Setting up the Rust toolchain takes exactly one command:
brew install rust
Then you run cargo check and watch it fail because the next missing dependency surfaces. In this case: cmake, needed by whisper.cpp to compile the speech-to-text engine.
brew install cmake
Then cargo check gets further but fails again. This time because the llama-helper sidecar binary doesn’t exist at the expected path. The rebrand renamed the app but not every reference to the build artifact. Another real fork friction point. The fix: compile the sidecar from the repo and place it where the build scripts expect it.
cd llama-helper && cargo build --release
mkdir -p frontend/src-tauri/binaries
cp target/release/llama-helper \
frontend/src-tauri/binaries/llama-helper-aarch64-apple-darwin
Then cargo check gets even further before revealing the last lingering reference to the deleted analytics module. One orphaned crate::analytics::commands::track_meeting_ended call in recording_commands.rs. A quick patch.
Then:
cargo check
No errors. 19 warnings, 14 of them auto-fixable. The fork compiles.

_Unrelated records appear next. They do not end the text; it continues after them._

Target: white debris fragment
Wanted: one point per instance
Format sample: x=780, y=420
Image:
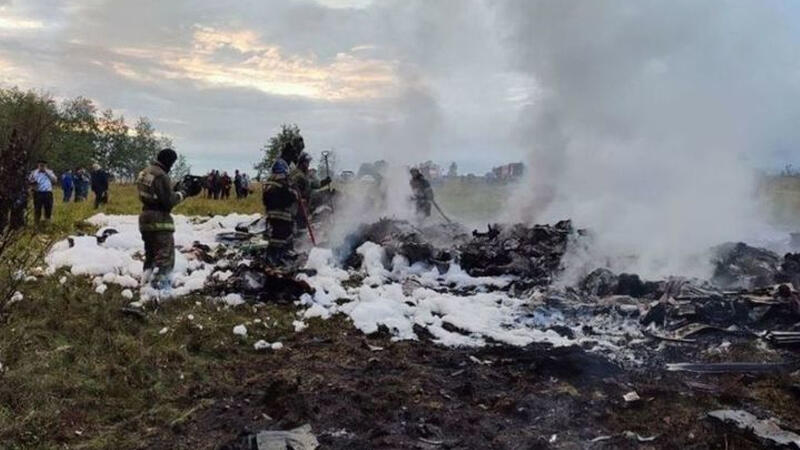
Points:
x=116, y=261
x=223, y=276
x=16, y=297
x=631, y=396
x=233, y=299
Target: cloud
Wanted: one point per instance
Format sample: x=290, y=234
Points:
x=238, y=58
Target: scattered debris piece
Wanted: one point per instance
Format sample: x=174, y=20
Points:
x=630, y=435
x=631, y=397
x=732, y=367
x=134, y=312
x=299, y=438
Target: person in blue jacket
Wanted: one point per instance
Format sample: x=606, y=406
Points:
x=67, y=185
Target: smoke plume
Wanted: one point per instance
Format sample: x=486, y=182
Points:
x=647, y=118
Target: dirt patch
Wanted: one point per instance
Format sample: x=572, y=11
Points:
x=369, y=392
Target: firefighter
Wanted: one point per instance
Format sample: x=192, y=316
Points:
x=422, y=193
x=301, y=182
x=155, y=222
x=280, y=203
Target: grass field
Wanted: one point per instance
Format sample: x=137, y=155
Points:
x=77, y=372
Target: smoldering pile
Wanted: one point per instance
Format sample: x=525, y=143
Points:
x=462, y=287
x=530, y=254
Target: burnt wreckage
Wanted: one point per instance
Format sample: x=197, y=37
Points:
x=679, y=334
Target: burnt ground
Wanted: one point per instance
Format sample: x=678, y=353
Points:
x=419, y=395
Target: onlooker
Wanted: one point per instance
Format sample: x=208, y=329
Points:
x=67, y=185
x=245, y=185
x=225, y=186
x=42, y=180
x=99, y=186
x=81, y=180
x=237, y=184
x=216, y=184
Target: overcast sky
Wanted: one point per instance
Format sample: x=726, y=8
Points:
x=398, y=79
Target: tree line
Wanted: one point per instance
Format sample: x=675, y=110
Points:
x=74, y=133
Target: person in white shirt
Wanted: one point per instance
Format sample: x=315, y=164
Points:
x=42, y=180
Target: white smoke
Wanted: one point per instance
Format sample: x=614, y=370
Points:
x=646, y=119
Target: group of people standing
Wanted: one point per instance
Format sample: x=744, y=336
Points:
x=41, y=183
x=287, y=198
x=76, y=184
x=218, y=186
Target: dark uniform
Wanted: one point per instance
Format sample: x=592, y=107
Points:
x=423, y=193
x=155, y=221
x=302, y=185
x=280, y=202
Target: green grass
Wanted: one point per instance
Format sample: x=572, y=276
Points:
x=79, y=373
x=782, y=196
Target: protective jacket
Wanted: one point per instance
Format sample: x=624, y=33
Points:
x=157, y=197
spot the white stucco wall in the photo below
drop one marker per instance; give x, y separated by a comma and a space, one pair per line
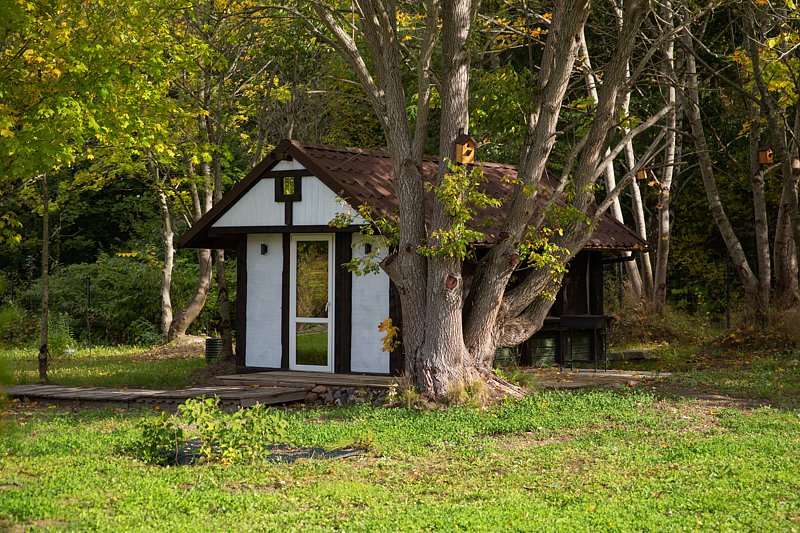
264, 285
318, 206
256, 208
370, 307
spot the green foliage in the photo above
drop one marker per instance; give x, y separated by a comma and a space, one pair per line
568, 461
59, 336
17, 327
103, 366
160, 439
461, 195
125, 297
380, 232
244, 434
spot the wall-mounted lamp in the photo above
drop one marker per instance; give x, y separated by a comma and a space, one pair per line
765, 155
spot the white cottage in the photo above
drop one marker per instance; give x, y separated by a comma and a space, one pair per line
297, 306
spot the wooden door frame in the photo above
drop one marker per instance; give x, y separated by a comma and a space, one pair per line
331, 318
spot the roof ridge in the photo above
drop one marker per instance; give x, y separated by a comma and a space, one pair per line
382, 153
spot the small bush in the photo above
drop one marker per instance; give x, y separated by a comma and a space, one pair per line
17, 327
59, 335
143, 333
201, 428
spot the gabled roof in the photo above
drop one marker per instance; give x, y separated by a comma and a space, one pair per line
365, 177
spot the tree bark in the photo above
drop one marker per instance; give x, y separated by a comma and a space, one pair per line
659, 300
45, 317
181, 322
167, 238
446, 365
759, 213
631, 267
222, 282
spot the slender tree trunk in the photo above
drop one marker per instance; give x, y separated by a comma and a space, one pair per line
167, 237
787, 289
182, 321
659, 300
760, 214
222, 282
631, 267
691, 106
45, 322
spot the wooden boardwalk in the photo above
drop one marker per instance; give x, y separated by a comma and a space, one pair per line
307, 380
236, 396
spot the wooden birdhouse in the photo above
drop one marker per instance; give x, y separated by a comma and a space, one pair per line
465, 149
765, 155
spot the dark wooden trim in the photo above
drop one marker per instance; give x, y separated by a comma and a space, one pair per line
285, 174
596, 283
288, 213
297, 195
343, 303
397, 360
254, 369
220, 232
285, 288
241, 301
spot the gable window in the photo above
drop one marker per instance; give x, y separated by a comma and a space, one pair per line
287, 188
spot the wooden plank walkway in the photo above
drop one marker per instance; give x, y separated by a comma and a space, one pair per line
307, 380
229, 396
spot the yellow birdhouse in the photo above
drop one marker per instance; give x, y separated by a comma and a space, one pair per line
465, 149
765, 155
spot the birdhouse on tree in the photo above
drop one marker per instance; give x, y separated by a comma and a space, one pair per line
465, 149
765, 155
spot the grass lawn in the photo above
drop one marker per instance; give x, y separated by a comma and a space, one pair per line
558, 461
118, 366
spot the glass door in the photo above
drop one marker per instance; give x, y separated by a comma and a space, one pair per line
311, 303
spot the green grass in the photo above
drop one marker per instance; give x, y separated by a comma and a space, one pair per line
124, 366
558, 461
312, 348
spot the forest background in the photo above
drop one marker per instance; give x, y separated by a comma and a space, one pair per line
123, 122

That’s the moment. The code has its own name, its own commits, its first new feature, and a clean build. Three missing tools, one orphaned reference, and about fifteen minutes of iteration. This is what actually happens when you fork a real codebase. It’s not magic. It’s just grinding through the dependency chain until the compiler is satisfied.
The next step (setting up CI, wrestling with macOS code signing, and turning the source into a shippable binary) belongs in the next article in this series.
What This Actually Proves#
Three hours of work produced:
- A rebranded codebase with zero remaining references to the original name
- A stripped analytics layer removing 928 lines of telemetry
- A complete template editor UI with backend save/delete, generated from a spec in one droid pass
None of this required access to the Pro codebase. None of it required reverse engineering. It was all there, in the MIT source, waiting for someone to connect the pieces. The vibe coding loop (write a spec, delegate to an AI agent, verify the output) turned a feature that was behind a paywall into a working implementation in the time it takes to watch a TV show.
The fork took longer to describe than to execute.
In Part 3, I’ll build the binary and tackle the genuinely hard problems: speaker diarization, meeting auto-detection, and the RAG pipeline that even Meetily Pro hasn’t shipped yet. The roadmap from Part 1 had those down as Very High effort. Let’s find out if that’s accurate.
Between now and then, if this is important to you, here are some things to think about: setting up CI for multi-platform Tauri builds, deciding whether to keep or replace the llama-helper sidecar for local AI, and whether the fork should stay a desktop app or grow a web UI for teams. The code is at /tmp/meetily-libremeet on my machine. Fork it, build it, make it yours.